Now, I haven’t projected all over a fictional character in a few reviews, so bear with me. It’s hard not to see myself in this because I, too, ran away from home, literally at first, and then escaped the insular, horrible community I lived in after I was outed, and I moved to increasingly bigger cities so that I could do as I pleased. It was always an intentional thing. I wanted that freedom. No, that’s not quite right; I craved that freedom. And that is precisely why I was single for so long after being outed. For six years, I was terrified of losing my freedom, of signing myself over to another person. Granted, I wasn’t nearly mature enough to deal with a relationship until the last few years, so I was looking at monogamy in the wrong light the whole way. It wasn’t about imprisonment or losing freedom at all. Still, at the time, I had lived a grossly stifled life, and I was frightened to choose anything that might restrict my freedom.
So I understand Oree’s reluctance to commit to anything, even in the most dire of situations. It’s not as simple as survival for her. Her freedom of choice is her everything.
The Fallen Itempas
But nothing is as invigorating or mind-blowing as Oree confronting the literal god she once worshipped and discovering that nearly everything she believed about him was a lie. Jemisin handles this with grace, respecting the fact that such an experience would be bewildering and downright traumatic to anyone who went through this. Initially, she’s furious. She’s furious that Itempas views her as “just another mortal,” and then she’s furious when Itempas reveals that he’s trying to “express [his] remorse” to Nahadoth. BECAUSE THEN N.K. JEMISIN REVEALS WHAT THE NIGHTLORD DID TO THE MAROLANDS AND HE FUCKING PUNCHED A HOLE IN THE EARTH AND SANK MOST OF THE MAROLAND ALONG WITH MOST OF THE PEOPLE WHO LIVED THERE. OH MY FUCKING GOD. So, understandably, she is fucked up upon learning what Itempas is doing because it makes no fucking sense. Why would he try to express remorse to his brother, who destroyed one of the three great continents?
Oh, Oree. When you realized it, my heart broke along with yours:
“You’re saying you started the Gods’ War,” I said. “You’re saying the Nightlord was your lover – that you love him still.

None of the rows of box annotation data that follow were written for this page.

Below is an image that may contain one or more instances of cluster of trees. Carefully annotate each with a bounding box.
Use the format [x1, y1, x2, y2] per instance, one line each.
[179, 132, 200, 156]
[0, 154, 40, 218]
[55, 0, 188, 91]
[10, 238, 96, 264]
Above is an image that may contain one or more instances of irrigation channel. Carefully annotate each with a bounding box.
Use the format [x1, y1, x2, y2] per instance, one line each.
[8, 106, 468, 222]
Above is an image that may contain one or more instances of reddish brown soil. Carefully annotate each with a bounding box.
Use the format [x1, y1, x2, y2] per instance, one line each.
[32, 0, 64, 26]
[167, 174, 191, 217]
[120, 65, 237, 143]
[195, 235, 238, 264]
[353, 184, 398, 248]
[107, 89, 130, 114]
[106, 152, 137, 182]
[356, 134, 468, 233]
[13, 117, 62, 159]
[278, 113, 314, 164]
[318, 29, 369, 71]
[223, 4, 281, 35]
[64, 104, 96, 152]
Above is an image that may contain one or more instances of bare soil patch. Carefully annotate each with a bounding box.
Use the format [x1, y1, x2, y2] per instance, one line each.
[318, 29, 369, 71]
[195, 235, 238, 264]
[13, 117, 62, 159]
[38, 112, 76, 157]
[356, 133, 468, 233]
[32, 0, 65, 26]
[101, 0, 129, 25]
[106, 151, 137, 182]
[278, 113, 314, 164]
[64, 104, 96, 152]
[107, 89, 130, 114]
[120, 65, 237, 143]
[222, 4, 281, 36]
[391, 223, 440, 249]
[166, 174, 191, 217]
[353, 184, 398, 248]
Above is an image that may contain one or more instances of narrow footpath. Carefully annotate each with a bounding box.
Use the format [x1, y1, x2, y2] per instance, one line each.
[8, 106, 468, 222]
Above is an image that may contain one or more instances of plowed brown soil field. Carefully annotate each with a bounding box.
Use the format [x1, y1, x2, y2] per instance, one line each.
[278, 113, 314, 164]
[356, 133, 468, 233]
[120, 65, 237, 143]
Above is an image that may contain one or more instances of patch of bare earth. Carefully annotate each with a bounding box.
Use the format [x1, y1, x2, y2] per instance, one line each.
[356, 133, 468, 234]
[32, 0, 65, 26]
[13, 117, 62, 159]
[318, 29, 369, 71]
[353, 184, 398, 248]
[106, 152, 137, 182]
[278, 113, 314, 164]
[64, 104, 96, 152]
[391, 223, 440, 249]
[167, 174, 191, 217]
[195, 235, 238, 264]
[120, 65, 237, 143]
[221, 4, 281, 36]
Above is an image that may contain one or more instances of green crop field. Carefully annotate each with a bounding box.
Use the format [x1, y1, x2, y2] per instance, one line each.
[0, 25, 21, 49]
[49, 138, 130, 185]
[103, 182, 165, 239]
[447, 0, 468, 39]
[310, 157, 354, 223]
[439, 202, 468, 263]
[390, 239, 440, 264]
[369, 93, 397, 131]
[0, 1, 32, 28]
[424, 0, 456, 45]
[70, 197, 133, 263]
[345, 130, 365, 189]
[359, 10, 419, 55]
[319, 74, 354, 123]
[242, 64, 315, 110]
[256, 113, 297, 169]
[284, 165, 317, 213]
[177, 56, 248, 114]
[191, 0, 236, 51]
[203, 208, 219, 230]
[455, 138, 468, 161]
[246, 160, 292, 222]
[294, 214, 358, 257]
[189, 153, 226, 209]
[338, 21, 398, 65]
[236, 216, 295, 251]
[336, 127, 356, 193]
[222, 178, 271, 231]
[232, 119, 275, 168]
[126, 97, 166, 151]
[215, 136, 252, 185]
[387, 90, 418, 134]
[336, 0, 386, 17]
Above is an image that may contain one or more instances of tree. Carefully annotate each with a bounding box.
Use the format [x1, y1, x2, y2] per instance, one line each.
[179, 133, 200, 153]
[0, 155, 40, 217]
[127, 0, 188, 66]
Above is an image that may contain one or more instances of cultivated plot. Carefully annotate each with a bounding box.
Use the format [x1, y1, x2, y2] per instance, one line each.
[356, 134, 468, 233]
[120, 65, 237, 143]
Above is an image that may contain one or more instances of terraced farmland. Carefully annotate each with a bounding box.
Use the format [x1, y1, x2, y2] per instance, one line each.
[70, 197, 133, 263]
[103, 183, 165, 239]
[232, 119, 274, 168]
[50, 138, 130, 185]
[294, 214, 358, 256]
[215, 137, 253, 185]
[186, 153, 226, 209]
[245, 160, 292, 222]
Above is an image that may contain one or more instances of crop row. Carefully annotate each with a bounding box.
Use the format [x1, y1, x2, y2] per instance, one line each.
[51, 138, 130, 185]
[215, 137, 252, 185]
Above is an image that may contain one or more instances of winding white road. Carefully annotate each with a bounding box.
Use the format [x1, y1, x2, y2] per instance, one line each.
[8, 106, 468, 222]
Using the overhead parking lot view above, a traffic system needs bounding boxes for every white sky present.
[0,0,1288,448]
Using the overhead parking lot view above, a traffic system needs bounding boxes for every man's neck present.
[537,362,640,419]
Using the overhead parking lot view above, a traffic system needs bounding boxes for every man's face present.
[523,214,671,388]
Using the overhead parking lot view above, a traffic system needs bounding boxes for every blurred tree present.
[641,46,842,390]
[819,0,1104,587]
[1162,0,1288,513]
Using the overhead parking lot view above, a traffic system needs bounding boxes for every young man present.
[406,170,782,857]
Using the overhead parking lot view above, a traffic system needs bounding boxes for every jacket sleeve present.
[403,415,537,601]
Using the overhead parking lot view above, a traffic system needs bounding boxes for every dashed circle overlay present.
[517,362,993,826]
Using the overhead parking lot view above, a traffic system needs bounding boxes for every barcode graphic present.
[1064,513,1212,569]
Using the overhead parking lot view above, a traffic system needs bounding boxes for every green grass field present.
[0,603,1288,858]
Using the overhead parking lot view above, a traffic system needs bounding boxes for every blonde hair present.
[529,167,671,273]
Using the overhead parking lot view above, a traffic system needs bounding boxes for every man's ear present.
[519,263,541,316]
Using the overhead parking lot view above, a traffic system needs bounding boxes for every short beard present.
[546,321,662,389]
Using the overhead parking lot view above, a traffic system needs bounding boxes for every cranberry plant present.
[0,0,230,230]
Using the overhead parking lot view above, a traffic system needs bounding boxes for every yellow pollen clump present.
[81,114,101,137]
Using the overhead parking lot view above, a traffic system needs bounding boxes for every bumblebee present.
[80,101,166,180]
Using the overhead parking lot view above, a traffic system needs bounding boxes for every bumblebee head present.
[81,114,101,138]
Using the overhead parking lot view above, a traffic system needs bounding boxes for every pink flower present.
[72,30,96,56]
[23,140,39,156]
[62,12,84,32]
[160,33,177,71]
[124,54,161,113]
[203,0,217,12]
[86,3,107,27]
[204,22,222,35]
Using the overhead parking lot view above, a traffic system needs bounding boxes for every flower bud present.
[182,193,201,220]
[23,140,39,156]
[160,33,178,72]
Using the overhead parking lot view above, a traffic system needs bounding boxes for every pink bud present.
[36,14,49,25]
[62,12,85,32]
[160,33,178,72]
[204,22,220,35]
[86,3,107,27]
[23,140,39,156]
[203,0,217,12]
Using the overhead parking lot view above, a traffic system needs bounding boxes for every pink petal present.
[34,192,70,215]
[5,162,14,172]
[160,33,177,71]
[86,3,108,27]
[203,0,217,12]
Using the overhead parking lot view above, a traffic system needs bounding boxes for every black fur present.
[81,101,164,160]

You’re saying he’s free now and he’s the one who did this to you.”
“Yes,” said Shiny. Then, to my surprise, he let out a little laugh, so laden with bitterness that his voice wavered unsteadily for an instant. “That’s precisely what I’m saying.”
It’s how Oree comes to learn how wrong the human race has been, in her own words. How would you feel if everything you believed came crumbling down in front of you like this? You’d react as Oree does, with horror and disbelief and denial. It’s not until Shiny kisses Oree – in one of the most relentlessly uncomfortable scenes in this whole goddamn series – that she must accept this as truth. His unsettling statement following the kiss, that she doesn’t love Madding, is precisely the kind of selfish, horrific behavior that befits someone who murdered their sister out of jealousy.
We don’t get to explore this much more (MORE PLEASE, I NEED TO KNOW MORE) because some mysterious guy approaches Oree on the roof, and she vaguely recognizes him? AND THEN EVERYTHING IS AWFUL BECAUSE SHINY TELLS HER TO GO IN THE HOUSE BECAUSE HE WILL “REMOVE” THE MAN AND THEN:
There was a glimmer of magic – something occluded by the hazy shimmer of Shiny’s body. Then a flurry of movement, cloth tearing, the struggle of flesh against flesh. A spray of wetness across my face, making me flinch.
And then silence.
I misunderstood the next part and thought that Shiny had thrown the bodies off the roof, BUT IT’S JUST SILENCE. WHAT THE FUCK DID HE DO? OH MY GOD. WHAT DID HE DO?
This book is so fucked up, y’all.
Please note that the original text and the videos contain the words “demented,” “insane,” and “mad.”